DIALOGOS FOGWILL

Por Juan Terranova. Lunes. Buena temperatura. Duermo hasta tarde y me despierto descansando, algo ya raro en mi rutina. Luego, un día atípico sin ganas de escuchar música. (Me pasa a veces pero no durante todo el día.) Leo un poco de Freud, voy terminado el libro de Byrd. Promediando la vida en el invierno antártico el libro se vuelve, como tiene que ser, un poco aburrido. Queda claro que la cabaña alejada para estudiar y escribir a gusto es una fantasía un poco atroz.

 

Lunes, medianoche. Hoy camine una hora y media por el barrio. Me iba imaginando cómo sería vivir en las casas que me gustaban. Algo que hago desde siempre. Pero esta noche me impuse una variación, ¿cómo sería leer en esas casas? ¿Qué tipo de lector sería? Siempre me imaginé como un lector mejor. Cuando me forcé a imaginarme como un lector peor, no saqué nada en limpio. Al lector humilde siempre le queda mucho por recorrer, por mejorar, y su narcisismo también lo traiciona. Me gustó evaluar las ventanas por su iluminación. Hay mucha iluminación decimonónica en Caballito y Villa Crespo. Compré dos libros.

Martes. Lo clásico y lo romántico, y también lo barroco, no son conceptos en sí mismos. Son conjuntos de conceptos que se combinan, se ordenan y se desordenan cuando se tocan y se roza. Al mismo tiempo parecen vectores, líneas de acción que a veces se aceleran, se ralentizan, se tuercen, se rectifican, se condicionan.

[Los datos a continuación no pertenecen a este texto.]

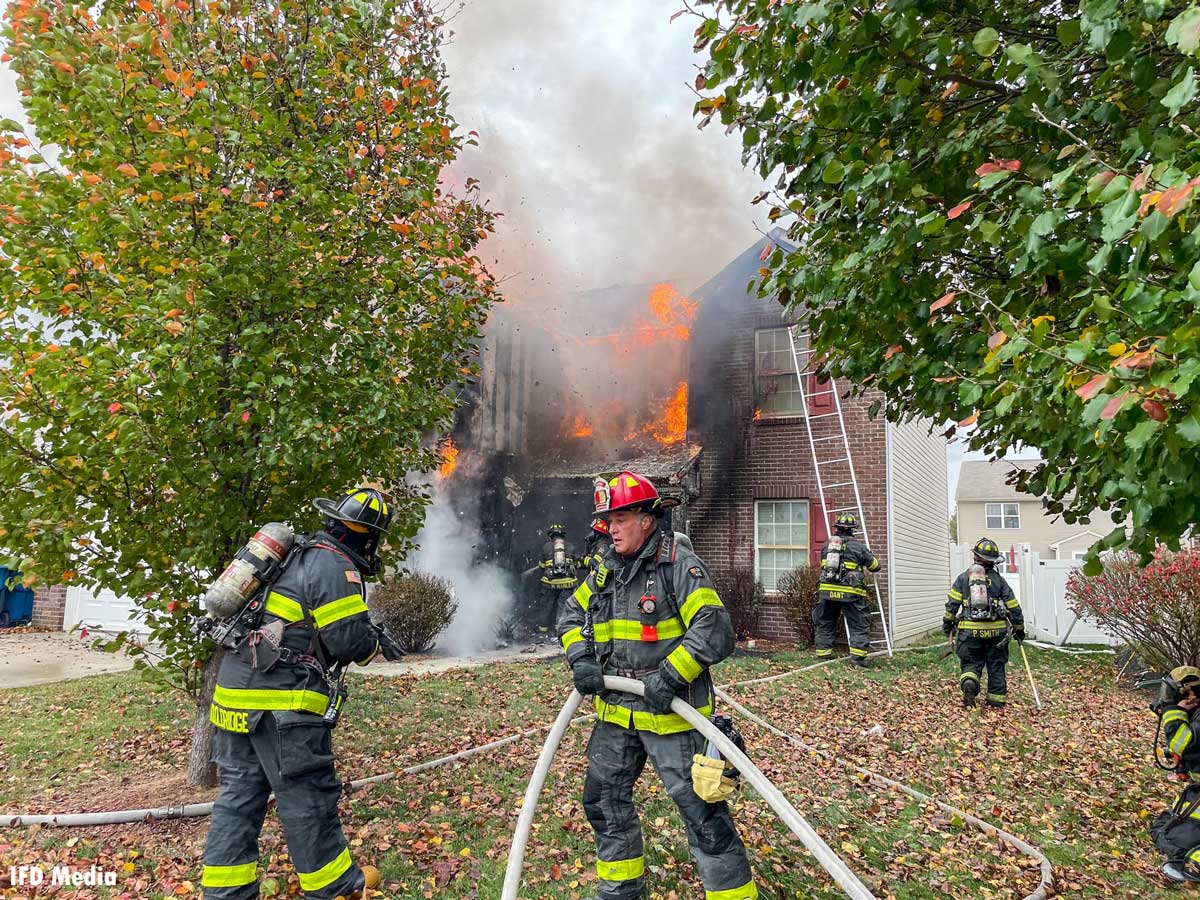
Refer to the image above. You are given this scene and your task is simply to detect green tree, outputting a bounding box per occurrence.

Miércoles. Mario Volpe me hizo conocer un poema de Ungaretti que habla de los soldados. También me habló de la Liquidambar que se pone roja en abril, que fue el mes en que los argentinos fueron a Malvinas. El poema dice “Si sta/ come d’autunno/ sugli alberi/ le foglie.” Solo eso. Pero es mucho.

Jueves. Leyendo sobre la cultura y liturgia selknam. Más tarde, Mavrakis me escribe: “Los diarios venden historias de discapacidad física y mental y el gobierno transmite por Snapchat. El desenlace te sorprenderá.” Leo una carta de Baudelaire a Wagner. Está fechada el viernes, 17 de febrero de 1860. Baudelaire le dice que cuando está abatido piensa: “Si, au moins, je pouvais entendre ce soir un peu de Wagner!” Al cartero le quemaba el sobre en la mano. Imaginarlo a Baudelaire en un cafetín de París, con el invierno afuera, concentrado en la redacción a mano de esa carta me emociona.

Jueves, más tarde. Tengo que usar menos palabras. Acá, en este diario, y en todas partes en general. Menos palabras. Más tarde. Empiezo a leer Diálogos en campo enemigo, la entrevista que le hicieron los de El ojo mocho a Fogwill a fines de los años 90, pero en una versión extendida para libro. En teoría es toda la conversación. Al igual que Los libros de la guerra, tiene algo bastante adictivo. Por momentos parece el monólogo de un cocainómano desatado, sostenido en su punto más alto con algunas intervenciones de Horacio González, o Rinesi, o Ferrer, como para que Fogwill no empiece a pegarse la cara contra la mesa. El mismo Fogwill lo dice, su estilo es charlas de mamado. De mamado violento y lúcido. Hasta ahora todo se resume en un pedido de Fogwill a las ciencias sociales. Les pide que enseñen un materialismo histórico básico, directo, simple y no empañado de boludeces y afectaciones con el fin de poder leer las instituciones humanas. Desde luego, todo eso enrarecido, acelerado y enturbiado por los pliegues de la lengua y la velocidad de la droga, mental o física, de Fogwill.

Viernes. Viaje inminente. Pasé por el scanner mi pasaporte y vi mi cara y me di cuenta de que si el pasaporte es argentino, yo tengo también cara de argentino. Hay mucho de italiano y de eslavo pero lo que termina de definir todo es la cabeza y la frente vasca, el pelo cobrizo, la piel blanca, los rasgos estirados, los ojos caídos, tristes, perrunos. Creo que para los porteños la geografía es muy importante. La promesa de desierto, de río, de mar, de llanura, nos conmueve. Y toda es mezcla y esa esperanza americana también se puede ver en nuestras caras.